Patrick Deneen on What I'm Thinking

This guy always has it right:
We are once again in the silly season when small-Government proponents strive desperately to move to Washington and incumbents pretend to be outsiders. Anti-Washington sentiment is waxing as we build to the mid-term elections, with everyone promising to tilt at the windmills of federal spending, and no-one suggesting how any substantial cuts might be effected.

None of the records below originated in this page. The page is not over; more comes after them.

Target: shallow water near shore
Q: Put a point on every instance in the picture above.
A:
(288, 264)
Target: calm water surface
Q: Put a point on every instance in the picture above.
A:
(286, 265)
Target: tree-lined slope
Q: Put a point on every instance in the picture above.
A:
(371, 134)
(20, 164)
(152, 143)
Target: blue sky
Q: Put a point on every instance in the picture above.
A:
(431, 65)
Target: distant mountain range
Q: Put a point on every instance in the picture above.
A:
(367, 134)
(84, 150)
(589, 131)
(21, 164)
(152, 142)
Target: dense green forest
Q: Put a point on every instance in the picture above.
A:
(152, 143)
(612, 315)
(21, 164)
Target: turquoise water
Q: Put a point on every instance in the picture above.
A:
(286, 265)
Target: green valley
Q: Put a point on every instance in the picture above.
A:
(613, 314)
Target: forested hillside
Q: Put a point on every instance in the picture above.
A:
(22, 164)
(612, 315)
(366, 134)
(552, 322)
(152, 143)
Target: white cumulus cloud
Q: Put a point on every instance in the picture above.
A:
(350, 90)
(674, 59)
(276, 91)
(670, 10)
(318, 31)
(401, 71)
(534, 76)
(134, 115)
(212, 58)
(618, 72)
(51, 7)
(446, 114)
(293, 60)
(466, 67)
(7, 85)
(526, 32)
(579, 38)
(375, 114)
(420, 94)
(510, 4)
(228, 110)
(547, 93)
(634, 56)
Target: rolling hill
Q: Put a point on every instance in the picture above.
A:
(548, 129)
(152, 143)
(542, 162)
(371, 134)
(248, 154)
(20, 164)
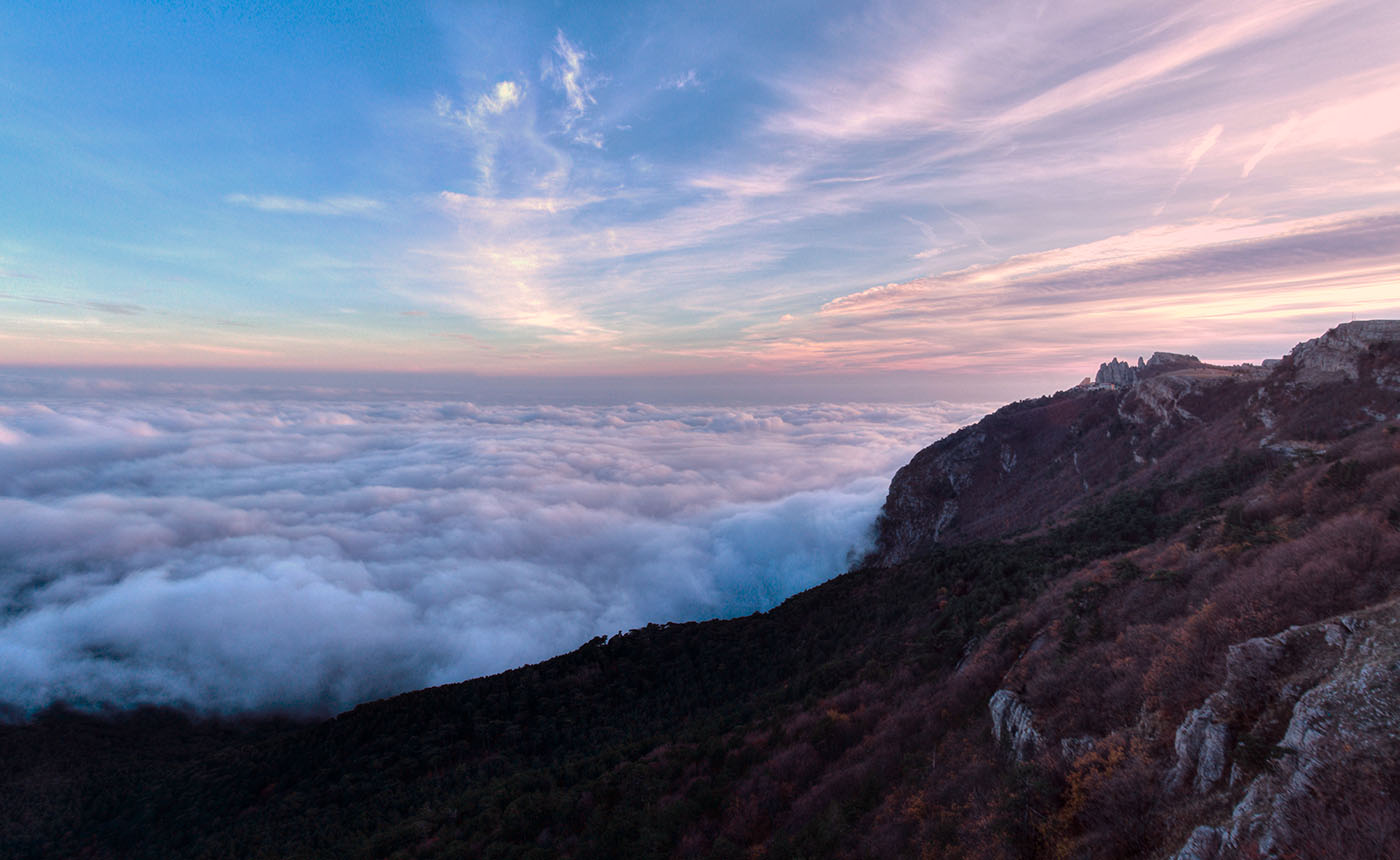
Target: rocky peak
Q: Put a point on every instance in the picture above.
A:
(1339, 355)
(1029, 462)
(1120, 374)
(1116, 373)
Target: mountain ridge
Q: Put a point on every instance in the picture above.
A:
(1124, 637)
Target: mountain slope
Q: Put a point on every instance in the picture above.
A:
(1124, 616)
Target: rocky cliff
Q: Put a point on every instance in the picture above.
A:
(1157, 615)
(1031, 462)
(1239, 682)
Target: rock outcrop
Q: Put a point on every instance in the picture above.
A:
(1339, 682)
(1033, 461)
(1116, 373)
(1012, 724)
(1341, 352)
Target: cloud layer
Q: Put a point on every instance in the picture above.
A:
(303, 556)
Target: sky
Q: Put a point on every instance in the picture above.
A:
(301, 555)
(959, 196)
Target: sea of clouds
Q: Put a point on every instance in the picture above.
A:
(303, 555)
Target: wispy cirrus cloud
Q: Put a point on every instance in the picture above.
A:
(566, 72)
(336, 205)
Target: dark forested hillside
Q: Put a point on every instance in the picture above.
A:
(1123, 621)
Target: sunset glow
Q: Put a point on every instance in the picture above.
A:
(954, 189)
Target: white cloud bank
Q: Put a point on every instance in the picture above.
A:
(304, 556)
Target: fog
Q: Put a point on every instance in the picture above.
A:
(301, 555)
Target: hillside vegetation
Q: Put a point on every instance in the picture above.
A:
(1122, 621)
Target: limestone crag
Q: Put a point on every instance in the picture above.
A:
(1031, 462)
(1337, 684)
(1116, 373)
(1012, 724)
(1340, 353)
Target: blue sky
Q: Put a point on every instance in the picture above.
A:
(961, 189)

We love to blame Washington and its politicians, but our hatred of D.C. is really only a projected form of self-loathing. Washington is simultaneously the locus of our fears and our expectations: we want to be left alone, but we want to be taken care of. We want government out of our lives, but we want it to solve our problems. We insist on more local solutions, but grow immediately impatient when solutions are not immediate. We look with fear and longing on our President – no matter whom – as the one we despise and the one we adulate.
Liberalism has collapsed on itself, and conservative liberalism is merely a reaction to liberalism's failures.

10.15.2010

Awesome

Choose whichever you like—standard utilitarianism, Rawls’s theory of justice, attempts to ground moral thinking in evolutionary biology or neurophysiology—you will always find, if you subject your preferred ethical naturalism to sufficiently unflinching scrutiny, that at some primal and irreducible point it must simply presume a movement of good will, an initial moral impulse that, with a kind of ghostly Gödelian elusiveness, can never be contained within the moral system it sustains. All the polyphony of nature falls mute when asked to produce one substantial imperative, unless one believes (explicitly or tacitly) that the voice of nature has its origin and consummation in the voice of God.
David B. Hart

10.09.2010

Phillip Blond on American Society

The loss of our culture is best understood as the disappearance of civil society. Only two powers remain: the state and the market. We no longer have, in any effective independent way, local government, churches, trade unions, cooperative societies, or civic organizations that operate on the basis of more than single issues. In the past, these institutions were a means for ordinary people to exercise power. Now mutual communities have been replaced with passive, fragmented individuals. Civil spaces have either vanished or become subject-domains of the dictatorial state or the monopolized market.